L'objectif ? Distiller des éléments programmatiques
destinés à montrer que le FN est devenu un parti de
gouvernement et surtout aider le candidat à montrer qu'il
s'est "assagi", en répondant sur un ton "apaisé"
aux questions les plus dérangeantes.
Lors
de séances précédentes - auxquelles ont parfois
participé, Louis Aliot, le secrétaire général
du parti, Alain Soral, auteur d'ouvrages misogynes et homophobes,
ancien militant du parti communiste, aujourd'hui caution de gauche
du FN, et Jean-François Touzé, responsable du pôle
idées-images, tombé récemment en disgrâce
au sein de l'équipe de Marine Le Pen pour avoir milité
en faveur d'une meilleure visibilité de Bruno Mégret
au sein de l'Union patriotique - une attention particulière
a été portée aux tics d'expression de Jean-Marie
Le Pen. Des conseils lui ont été prodigués
par sa fille pour se défaire de la véhémence
avec laquelle il répond souvent à ses interlocuteurs
ou pour veiller à moins "durcir" son visage et
ne plus froncer les sourcils lorsqu'il écoute les questions.
Si
le président du FN fait dorénavant patte de velours,
c'est pour mieux faire passer ce qui continue à être
son fond de commerce et celui du parti : un nationalisme exacerbé
basé sur la préférence nationale, une politique
établissant une discrimination entre les Français
et les travailleurs étrangers. M. Le Pen n'oublie jamais
qu'il est à la tête d'un mouvement où se retrouvent,
sur ces fondamentaux, des catholiques traditionalistes et des païens,
des jacobins et des régionalistes, des royalistes et des
républicains, d'anciens pétainistes et des résistants.

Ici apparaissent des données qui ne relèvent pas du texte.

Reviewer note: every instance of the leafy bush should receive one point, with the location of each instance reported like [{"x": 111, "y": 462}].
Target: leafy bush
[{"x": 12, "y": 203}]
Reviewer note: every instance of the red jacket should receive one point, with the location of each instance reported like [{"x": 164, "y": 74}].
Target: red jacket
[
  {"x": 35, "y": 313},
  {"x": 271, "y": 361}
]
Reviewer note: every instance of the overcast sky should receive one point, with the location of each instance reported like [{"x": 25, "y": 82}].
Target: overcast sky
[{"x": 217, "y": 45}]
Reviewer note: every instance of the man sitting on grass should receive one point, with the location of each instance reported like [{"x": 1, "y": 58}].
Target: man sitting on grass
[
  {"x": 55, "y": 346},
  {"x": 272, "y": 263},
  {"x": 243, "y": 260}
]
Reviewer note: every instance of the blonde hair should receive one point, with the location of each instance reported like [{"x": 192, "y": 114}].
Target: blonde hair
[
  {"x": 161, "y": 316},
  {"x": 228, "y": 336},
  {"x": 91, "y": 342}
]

Lors de ses interventions, il s'attache à donner des gages
aux uns et aux autres. Si, lundi soir, il a consenti à mettre
de l'eau dans son vin en expliquant, comme le souhaite sa fille,
que la règle de "l'immigration zéro" voulue
jusqu'à présent par le FN "accepte des exceptions",
il a montré sa volonté de juguler ce qu'il décrit
comme "la vague déferlante qui nous submerge".
De même, s'il se défend de racisme, il justifie les
propriétaires qui "victimes de dégradations"
sélectionnent au faciès leurs futurs locataires...
Un
même équilibre est respecté dans les discours.
Contrairement à la plupart des hommes politiques, M. Le Pen
n'a pas une plume mais plusieurs à son service. Parmi elles,
Marine Le Pen qui a écrit une bonne partie du discours sur
la justice prononcé à Bordeaux, et inspiré,
avec MM. Soral et Péninque, celui de la première convention
présidentielle, en octobre, et celui de Valmy (Marne) sur
la République et la nation. Jean-Claude Martinez, conseillé
spécial de M. Le Pen a contribué à la rédaction
de la prestation sur l'agriculture et Michel Hubault à celle
sur l'écologie. Certains envoient des notes au directeur
de cabinet qui se charge de faire la synthèse, mais beaucoup,
notamment des personnalités extérieures dont l'anonymat
est jalousement gardé, s'adressent au président du
FN qui travaille sur le canevas proposé par M. Martinelli.
Ces
apports multiples donnent parfois un effet patchwork aux interventions,
avec des ruptures de style. On note des approches différentes
d'un discours à l'autre. Ainsi, dans son intervention en
Corse, M. Le Pen a fustigé la notion de "citoyen"
coupable de "définir les collectivités humaines
comme des communautés de destin plutôt que de culture"
alors qu'à Valmy il a porté aux nues cette même
notion qu'il rattache, cette fois, "à la patrie"
!
Christiane
Chombeau
Article paru dans l'édition du 14.02.07.